Monday, August 26, 2024



Not a solution

Aotearoa is currently suffering from one of its regular electricity crises, thanks to systematic underinvestment by the power cartel. Today. driven by business outrage over high power prices, the government announced its response to this, consisting of:

  1. a thing which won't lower electricity prices at all (but will please donors);
  2. a thing which will guarantee they remain high; and
  3. a thing which might actually help, but probably won't.

And together, its hard to see how these are much of a solution. Looking at each of them in turn:

Reversing the offshore fossil exploration ban: this isn't going to lower power prices, because there isn't any gas to find (if there was, it would have been found already), and because of the ten to fifteen year lag between exploration and exploitation. So in the unlikely event that the fossil companies find gas, it might come to market in, oh, 2040 or so. Which is, coincidentally, well after the time by which we should have stopped using it altogether. If the government is worried about gas supply, it should shut down Methanex and free up their gas for other users. Sure, this would cost 300 jobs, but they're jobs we're already subsidising to the tue of $200,000 a year each, and the power crisis has probably cost us that many already (Winstone Pulp plus Oji recycling balances it).

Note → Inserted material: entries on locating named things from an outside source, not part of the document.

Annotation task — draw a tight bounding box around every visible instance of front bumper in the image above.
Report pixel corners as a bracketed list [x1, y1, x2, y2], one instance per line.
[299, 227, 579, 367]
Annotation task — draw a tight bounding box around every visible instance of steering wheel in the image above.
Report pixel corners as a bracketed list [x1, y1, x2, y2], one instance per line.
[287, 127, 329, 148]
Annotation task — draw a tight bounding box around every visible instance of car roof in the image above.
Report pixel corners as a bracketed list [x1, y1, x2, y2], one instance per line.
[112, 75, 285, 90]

Shut down this pack of foreign exploitative polluters, and the problem goes away.

Importing LNG: the government is on-record as saying that imported LNG means an electricity price of $260 / MWh - lower than current crisis levels, but over twice the "normal" price that industry expects. And that's only based on fuel prices; once you factor in the costs of the terminal, and the profit margin for whoever builds it, it'll be much higher. So, building a terminal and importing LNG will mean sustained high electricity prices every winter. Great for the power cartel, but terrible for electricity users (including us retail peasants, who pay significantly over the average spot price as an effective hedge for the cartel). About the only good thing you can say about the government's plan is that at least they're refusing to pay for it. Instead, we will be - and through the nose. On the plus side, leaving it in the hands of Genesis, Contact, and Todd Energy will mean that it will take years, even if fast-tracked - which means there should be time for the next government to say "nope" and shut down the whole stupid idea.

Reviewing the electricity market: could do something useful, if allowed to look at the pricing model, but probably won't. Really just a way of appearing to do something while not really doing anything at all.

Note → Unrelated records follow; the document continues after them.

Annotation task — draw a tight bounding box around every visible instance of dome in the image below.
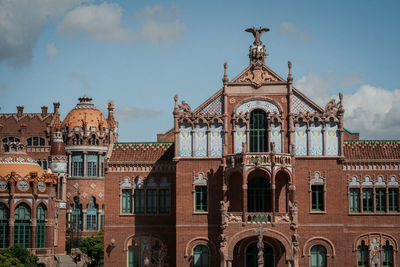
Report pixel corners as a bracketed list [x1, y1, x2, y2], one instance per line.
[62, 96, 108, 130]
[0, 143, 44, 177]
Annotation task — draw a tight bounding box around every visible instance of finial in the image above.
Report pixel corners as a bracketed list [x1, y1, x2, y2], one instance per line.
[222, 62, 229, 85]
[287, 61, 293, 82]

So what should the government do instead? The things which will help this year - a temporary Methanex shutdown and allowing the hydro lakes to dip into their contingency - have already been done. As for next year, the government needs to make that Methanex shutdown permanent to free up gas supply (in case we need it), then do some serious public investment in renewable generation and battery storage. The power cartel won't invest, so the government will have to do it itself. Rooftop solar is a useful part of this, because it doesn't need resource consent and can be built quickly - so a subsidy scheme to roll out an extra 50MW a year of that (on top of the 70 - 100 MW that is expected to be built) will help. As for grid-scale generation, the government doesn't need to build it itself: there's over a GW of solar generation and another GW of wind consented but unbuilt, and spending some money on pushing those projects forward so they get built next year rather than in 2026 or 2027 would help. But longer-term, setting up an SOE with the specific purpose of building renewables, flooding the market, and crashing the power price so we get negative electricity prices in summer would seem to be a Very Good Idea. And if in the process it burns all those thieves who bought into the public assets National part-privatised last time it was in office, all the better.

Alternatively, the government could use its ownership interest in three quarters of the power cartel to demand investment rather than dividends. But how likely is that?